Hevelius continued to study comets and eventually published his magnum opus on the subject Cometographia in 1668. Within this tome he attempted to describe and classify cometary tails, and posited that comets move along paths corresponding to conic sections (recall figure 1.10) with the Sun located at a focal point (although he did vacillate somewhat on this latter condition). Since comets were still believed to be ephemeral, one-off displays, Hevelius suggested they were some kind of spurious planet, formed from material exhalations derived from either one of the outermost planets Jupiter or Saturn – the planet of origin being determined by the comet’s color. The frontispiece to Cometographia reveals the Hevelius viewpoint on comet orbits and origins (see figure 1.17). The image shows Hevelius flanked by the ghost of two philosophers past: Aristotle and Kepler. To his right is Aristotle, ignored and pointing somewhat vaguely to a diagram showing comets as atmospheric phenomena constrained to the sublunar region, their tails pointing in any and all directions. To the left of Hevelius, in more earnest stance is Johannes Kepler, who holds his diagram revealing the rectilinear motion of cometary paths; their tails streaming away from the Sun. Hevelius, however, cannot hold the eye of Kepler, and with a gentle, staying wave of his left hand points emphatically with his right to the new interpretation. Comets move along gently curving paths (parabolic or hyperbolic – but not elliptical). Hevelius essentially truncated the long and gently curving (interstellar) pathways depicted by Descartes (figure 1.16); downgrading comets thereby from vortex skimming stars of unknown origin, to locally birthed planet-born progeny.

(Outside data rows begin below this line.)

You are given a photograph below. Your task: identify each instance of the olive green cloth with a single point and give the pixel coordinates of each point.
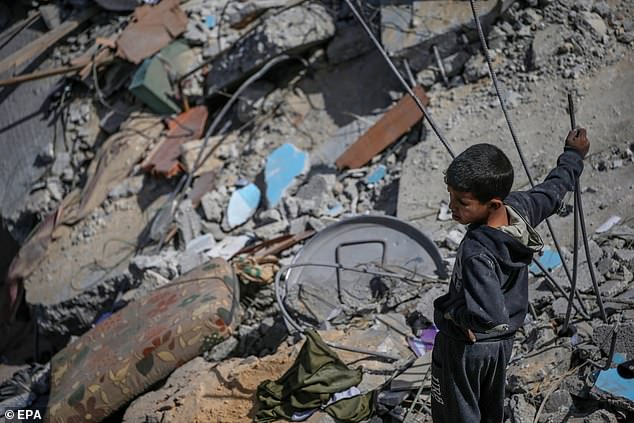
(316, 374)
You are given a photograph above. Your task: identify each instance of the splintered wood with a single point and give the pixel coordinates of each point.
(393, 125)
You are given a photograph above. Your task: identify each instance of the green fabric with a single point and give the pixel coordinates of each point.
(316, 374)
(519, 229)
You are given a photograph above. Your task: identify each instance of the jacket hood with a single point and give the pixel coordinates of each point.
(513, 245)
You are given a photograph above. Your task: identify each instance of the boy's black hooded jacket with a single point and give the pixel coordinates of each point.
(488, 292)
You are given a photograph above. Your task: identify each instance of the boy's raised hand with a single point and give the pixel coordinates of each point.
(578, 140)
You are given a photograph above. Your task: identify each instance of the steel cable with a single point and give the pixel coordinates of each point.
(433, 125)
(485, 51)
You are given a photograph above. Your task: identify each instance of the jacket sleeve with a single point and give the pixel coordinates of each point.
(546, 198)
(483, 309)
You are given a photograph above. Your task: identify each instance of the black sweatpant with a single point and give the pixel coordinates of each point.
(468, 380)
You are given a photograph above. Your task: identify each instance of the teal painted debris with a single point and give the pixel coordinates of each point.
(376, 175)
(243, 203)
(282, 167)
(151, 82)
(550, 259)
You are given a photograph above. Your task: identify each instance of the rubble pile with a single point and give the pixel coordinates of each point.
(148, 143)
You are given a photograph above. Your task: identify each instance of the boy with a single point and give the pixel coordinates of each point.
(488, 294)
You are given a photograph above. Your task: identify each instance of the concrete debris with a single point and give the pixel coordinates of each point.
(608, 224)
(294, 29)
(394, 124)
(188, 222)
(187, 126)
(439, 24)
(153, 27)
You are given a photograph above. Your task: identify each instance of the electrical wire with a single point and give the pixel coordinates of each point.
(417, 100)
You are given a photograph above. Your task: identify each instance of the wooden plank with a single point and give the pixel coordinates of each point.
(43, 43)
(394, 124)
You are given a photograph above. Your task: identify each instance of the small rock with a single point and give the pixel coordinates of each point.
(426, 77)
(626, 37)
(558, 400)
(298, 225)
(211, 203)
(271, 230)
(531, 17)
(188, 221)
(190, 260)
(475, 68)
(316, 224)
(164, 264)
(54, 186)
(626, 256)
(130, 186)
(602, 337)
(62, 163)
(222, 350)
(559, 307)
(582, 5)
(602, 8)
(591, 21)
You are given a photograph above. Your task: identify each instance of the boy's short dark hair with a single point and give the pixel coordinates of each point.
(483, 170)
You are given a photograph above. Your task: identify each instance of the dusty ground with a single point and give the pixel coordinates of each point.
(604, 106)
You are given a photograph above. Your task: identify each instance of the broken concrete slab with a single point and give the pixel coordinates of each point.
(283, 165)
(390, 127)
(350, 41)
(410, 31)
(85, 268)
(603, 334)
(546, 44)
(152, 28)
(293, 30)
(203, 391)
(592, 22)
(243, 203)
(328, 152)
(27, 129)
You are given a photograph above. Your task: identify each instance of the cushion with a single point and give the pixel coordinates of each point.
(143, 343)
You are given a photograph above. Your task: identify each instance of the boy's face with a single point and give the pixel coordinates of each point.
(467, 209)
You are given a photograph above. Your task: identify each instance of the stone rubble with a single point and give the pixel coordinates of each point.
(530, 42)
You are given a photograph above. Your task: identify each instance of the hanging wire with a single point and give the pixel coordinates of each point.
(417, 100)
(494, 79)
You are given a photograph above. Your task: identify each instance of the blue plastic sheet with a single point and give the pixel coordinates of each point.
(243, 203)
(376, 175)
(611, 382)
(282, 166)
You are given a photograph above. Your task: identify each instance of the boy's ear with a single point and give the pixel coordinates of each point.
(495, 203)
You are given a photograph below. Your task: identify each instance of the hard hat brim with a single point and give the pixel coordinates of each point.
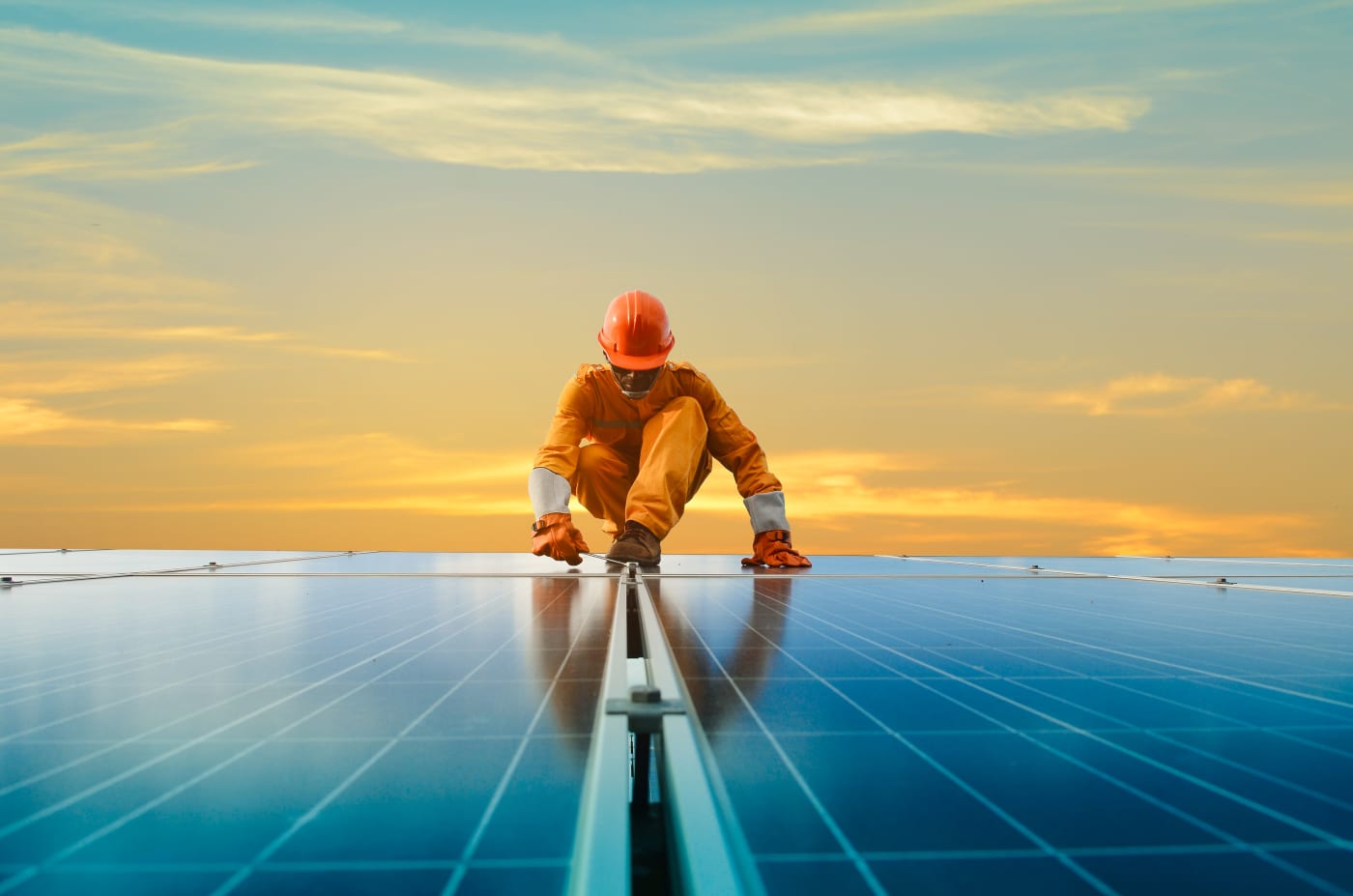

While justly famed for his lunar and star mapping work, Hevelius, in later life, was overwhelmed by the scientific and instrumental advancements that had developed around him. The beginning of the end for Hevelius began, in fact, with his observations relating to the comet of 1664, for which he presented sky positions that were at odds with all other observers. Then in 1674 Robert Hooke, in his Animadversions, launched into a long critique of Helvelius’s Machina Coelestis (published in 1673) – chastising Hevelius for relying on the eye to make positional observations when telescopic sights offered a much more precise means of measurement. Further misfortune followed in September of 1679 when his observatory in Danzig, Stellaburgum, burnt to the ground. And finally, with the appearance of the comet of 1680, and Newton’s 1687 triumphant description of its orbit as a parabola, with the Sun at the focal point (recall figure 1.5), Helvelius’s notion of comets moving along gentle curving paths was laid to rest. Hevelius died in 1687, the last of the great Tychonic School of naked-eye observers, being spared the news of Newton’s work and the 1705 publication of A Synopsis of the Astronomy of Comets by Edmund Halley in which the periodic nature of the comet of 1682 was revealed.